Moreover, the median amount of fraudsters in 2017 was $ 6,500, while in 2018 the same figure was $ 2,440. In addition, in 2017 only 49 illegal schemes brought their organizers less than $ 100, but in 2018 this figure rose to 181, of which 65 “earned” less than $ 10. However, even if fraudulent schemes using Ethereum were generally less profitable, some of them brought millions of dollars to their authors. The activity of this small group of inventive criminals peaked in the second half of 2018. 'What to do? Users need to protect themselves from various types of fraudulent schemes along with changing market conditions. With low prices, the number of Ponzi-schemes increases, with rising prices, you need to be attentive to possible phishing, ”the researchers write. Money laundering The authors of the report also paid attention to the laundering of illegally obtained funds, noting that in this aspect, cryptocurrencies have a lot in common with traditional money. In particular, in the money laundering process, three basic stages are inherent in all of them: 1) Placing criminal money in the financial system 2) Entangling traces 3) Integrating funds into the real economy funds in 2018 passed through the traditional centralized exchanges (64.3) and p2p-exchanges (11.9%). The rest (23.8%) accounted for other conversion services - mixers, Bitcoin-ATMs and gambling sites.

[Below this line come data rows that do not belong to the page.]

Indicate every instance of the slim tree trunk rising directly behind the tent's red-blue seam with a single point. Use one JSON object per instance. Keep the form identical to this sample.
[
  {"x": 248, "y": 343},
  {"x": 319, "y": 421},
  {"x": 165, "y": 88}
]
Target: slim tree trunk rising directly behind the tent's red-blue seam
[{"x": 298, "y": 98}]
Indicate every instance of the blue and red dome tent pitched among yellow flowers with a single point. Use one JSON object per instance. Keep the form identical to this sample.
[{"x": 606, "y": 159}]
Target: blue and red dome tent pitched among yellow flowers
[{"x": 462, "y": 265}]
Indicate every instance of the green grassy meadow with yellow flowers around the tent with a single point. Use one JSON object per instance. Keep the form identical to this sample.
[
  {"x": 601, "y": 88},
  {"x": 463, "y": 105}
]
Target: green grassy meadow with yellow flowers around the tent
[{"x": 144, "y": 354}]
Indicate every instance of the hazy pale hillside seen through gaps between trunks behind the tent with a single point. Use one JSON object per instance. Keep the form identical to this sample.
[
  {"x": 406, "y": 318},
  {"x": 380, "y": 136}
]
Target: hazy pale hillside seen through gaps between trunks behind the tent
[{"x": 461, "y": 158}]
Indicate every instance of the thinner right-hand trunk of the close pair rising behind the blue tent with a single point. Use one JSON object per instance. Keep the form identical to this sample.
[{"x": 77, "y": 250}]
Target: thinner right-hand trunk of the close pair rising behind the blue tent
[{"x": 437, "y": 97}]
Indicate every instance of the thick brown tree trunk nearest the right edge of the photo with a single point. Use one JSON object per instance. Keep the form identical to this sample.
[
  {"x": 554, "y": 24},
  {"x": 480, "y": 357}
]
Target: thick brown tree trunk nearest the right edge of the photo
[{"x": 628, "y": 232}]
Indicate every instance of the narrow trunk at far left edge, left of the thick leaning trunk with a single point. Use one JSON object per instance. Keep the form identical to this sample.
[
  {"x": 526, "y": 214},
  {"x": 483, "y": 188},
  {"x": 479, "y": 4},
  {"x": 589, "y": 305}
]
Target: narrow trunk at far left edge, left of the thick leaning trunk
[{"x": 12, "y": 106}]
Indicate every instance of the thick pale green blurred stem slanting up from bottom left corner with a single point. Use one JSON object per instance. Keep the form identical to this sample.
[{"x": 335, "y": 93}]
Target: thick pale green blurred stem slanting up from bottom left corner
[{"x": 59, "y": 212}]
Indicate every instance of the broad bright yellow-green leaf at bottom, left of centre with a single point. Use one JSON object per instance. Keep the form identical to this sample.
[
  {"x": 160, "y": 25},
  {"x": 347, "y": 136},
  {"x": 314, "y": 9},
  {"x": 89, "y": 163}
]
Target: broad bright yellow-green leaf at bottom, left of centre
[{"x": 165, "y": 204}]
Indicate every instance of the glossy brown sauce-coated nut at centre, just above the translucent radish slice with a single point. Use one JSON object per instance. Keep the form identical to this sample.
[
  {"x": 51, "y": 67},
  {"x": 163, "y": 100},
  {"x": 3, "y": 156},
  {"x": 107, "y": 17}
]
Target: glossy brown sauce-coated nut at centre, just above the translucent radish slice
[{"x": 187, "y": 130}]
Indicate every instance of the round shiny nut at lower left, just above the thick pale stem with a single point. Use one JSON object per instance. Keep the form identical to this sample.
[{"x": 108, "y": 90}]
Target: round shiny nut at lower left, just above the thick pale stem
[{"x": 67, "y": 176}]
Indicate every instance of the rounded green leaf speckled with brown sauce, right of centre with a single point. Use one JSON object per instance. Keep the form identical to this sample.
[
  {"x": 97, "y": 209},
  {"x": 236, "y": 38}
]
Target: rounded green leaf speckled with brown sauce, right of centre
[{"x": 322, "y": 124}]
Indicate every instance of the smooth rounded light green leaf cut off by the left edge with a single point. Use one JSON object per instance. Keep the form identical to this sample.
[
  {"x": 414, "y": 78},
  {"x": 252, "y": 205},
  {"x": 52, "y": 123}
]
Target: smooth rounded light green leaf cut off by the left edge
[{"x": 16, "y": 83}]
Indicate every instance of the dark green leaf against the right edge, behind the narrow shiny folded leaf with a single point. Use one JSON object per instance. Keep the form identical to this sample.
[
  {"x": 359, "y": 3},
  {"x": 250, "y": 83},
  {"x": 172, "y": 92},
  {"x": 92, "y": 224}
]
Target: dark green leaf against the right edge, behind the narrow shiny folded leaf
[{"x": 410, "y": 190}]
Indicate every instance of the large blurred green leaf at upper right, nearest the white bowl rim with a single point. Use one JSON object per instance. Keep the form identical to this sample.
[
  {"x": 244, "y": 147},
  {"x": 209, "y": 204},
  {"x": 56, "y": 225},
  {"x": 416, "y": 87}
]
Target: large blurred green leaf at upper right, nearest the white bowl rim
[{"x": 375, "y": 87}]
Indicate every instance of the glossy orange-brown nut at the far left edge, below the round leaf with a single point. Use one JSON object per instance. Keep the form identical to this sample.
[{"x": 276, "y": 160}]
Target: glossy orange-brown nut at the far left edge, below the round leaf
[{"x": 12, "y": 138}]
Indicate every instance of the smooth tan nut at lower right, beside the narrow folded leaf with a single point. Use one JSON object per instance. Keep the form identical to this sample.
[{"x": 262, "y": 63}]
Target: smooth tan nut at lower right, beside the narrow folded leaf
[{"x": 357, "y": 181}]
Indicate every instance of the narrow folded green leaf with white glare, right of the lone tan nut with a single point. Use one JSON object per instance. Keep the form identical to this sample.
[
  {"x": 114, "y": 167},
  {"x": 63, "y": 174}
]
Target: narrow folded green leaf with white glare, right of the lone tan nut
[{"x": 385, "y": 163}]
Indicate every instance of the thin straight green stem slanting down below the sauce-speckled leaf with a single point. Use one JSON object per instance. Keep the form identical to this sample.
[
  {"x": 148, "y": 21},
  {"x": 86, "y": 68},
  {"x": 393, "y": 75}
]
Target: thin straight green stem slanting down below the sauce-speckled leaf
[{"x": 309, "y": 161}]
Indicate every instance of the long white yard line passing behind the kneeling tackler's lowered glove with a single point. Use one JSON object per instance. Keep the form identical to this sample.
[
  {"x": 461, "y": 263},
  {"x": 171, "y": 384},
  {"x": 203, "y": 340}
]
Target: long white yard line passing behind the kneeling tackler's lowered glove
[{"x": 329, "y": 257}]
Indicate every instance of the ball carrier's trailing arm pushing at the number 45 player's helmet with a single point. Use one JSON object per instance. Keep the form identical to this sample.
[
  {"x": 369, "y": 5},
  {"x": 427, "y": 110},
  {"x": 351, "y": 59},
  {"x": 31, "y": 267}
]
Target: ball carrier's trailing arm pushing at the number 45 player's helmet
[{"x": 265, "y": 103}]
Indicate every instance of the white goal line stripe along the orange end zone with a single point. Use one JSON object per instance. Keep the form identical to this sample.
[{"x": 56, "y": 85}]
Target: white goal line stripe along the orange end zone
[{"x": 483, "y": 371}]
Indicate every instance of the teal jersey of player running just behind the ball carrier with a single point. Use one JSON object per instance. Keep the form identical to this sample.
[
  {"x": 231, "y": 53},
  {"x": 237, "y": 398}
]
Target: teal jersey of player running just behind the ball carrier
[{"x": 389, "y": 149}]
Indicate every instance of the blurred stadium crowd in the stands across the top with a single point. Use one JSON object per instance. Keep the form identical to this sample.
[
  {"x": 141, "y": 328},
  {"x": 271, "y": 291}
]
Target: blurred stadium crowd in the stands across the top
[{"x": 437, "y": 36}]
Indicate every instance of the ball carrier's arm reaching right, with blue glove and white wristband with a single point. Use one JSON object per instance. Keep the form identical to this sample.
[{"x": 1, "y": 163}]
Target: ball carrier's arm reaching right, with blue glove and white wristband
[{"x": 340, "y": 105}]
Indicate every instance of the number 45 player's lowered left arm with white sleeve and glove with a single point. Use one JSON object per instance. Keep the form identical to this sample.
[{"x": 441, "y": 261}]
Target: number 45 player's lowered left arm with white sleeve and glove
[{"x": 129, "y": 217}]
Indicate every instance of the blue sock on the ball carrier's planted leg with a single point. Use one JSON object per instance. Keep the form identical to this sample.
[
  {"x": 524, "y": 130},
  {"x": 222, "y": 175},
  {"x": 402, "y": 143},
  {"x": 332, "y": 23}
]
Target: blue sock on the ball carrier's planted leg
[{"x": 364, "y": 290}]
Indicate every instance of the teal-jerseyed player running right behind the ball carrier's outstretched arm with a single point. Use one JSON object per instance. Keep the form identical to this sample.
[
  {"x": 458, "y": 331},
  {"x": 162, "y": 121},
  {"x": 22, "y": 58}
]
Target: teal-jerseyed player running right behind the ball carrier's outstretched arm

Researchers, however, recognize that this analysis affects only part of the problem. According to them, a significant part of the illegally obtained cryptocurrency is laundered offchan - for example, when they are used for international payments by the drug cartels. To track these streams, you need special software that complements the already known analytical tools. Such software, for example, can identify unusual transaction activity (frequency and size), usually associated with tracing of traces. The authors of the report are also convinced that the role of cryptocurrencies in money laundering will continue to grow as the regulatory changes and the overall market situation. Nevertheless, it is becoming easier to track transactions, and coupled with the growing requirements to comply with the “know your customer” (KYC) policy, this means that for criminal organizations, cryptocurrency is not a special method of money laundering, although their use by small players like drug dealers and continues to harass law enforcement.

What to expect in 2019?

According to Chainalysis, 2019 will be the year of distributed crime. Criminal activity moves to distributed platforms, and this is a big challenge for law enforcement. In particular, analysts believe that criminal organizations will begin to leave the darknet, preferring encrypted applications (Telegram, Signal, WhatsApp). Some of these platforms already have channels for people involved in drug trafficking and child pornography. In addition, cryptocurrencies are increasingly becoming part of traditional crime, and this trend will also continue in 2019. Many criminal groups have already used Bitcoin in their business, and are also more and more willing to use the services of cryptocurrency experts who advise them on the integration of cryptocurrencies into fraudulent schemes, money laundering and illegal gambling. In addition, there are cases when cartels and other criminal groups take control of stock exchanges and miners, using them as a source of 'clean' money. Finally, another threat related to cryptocurrencies is the use of them by states and individuals to circumvent international sanctions. It also poses a big challenge for law enforcement agencies, who, in addition to this, also have to deal with a growing number of applications that pose a threat to cyber security in general.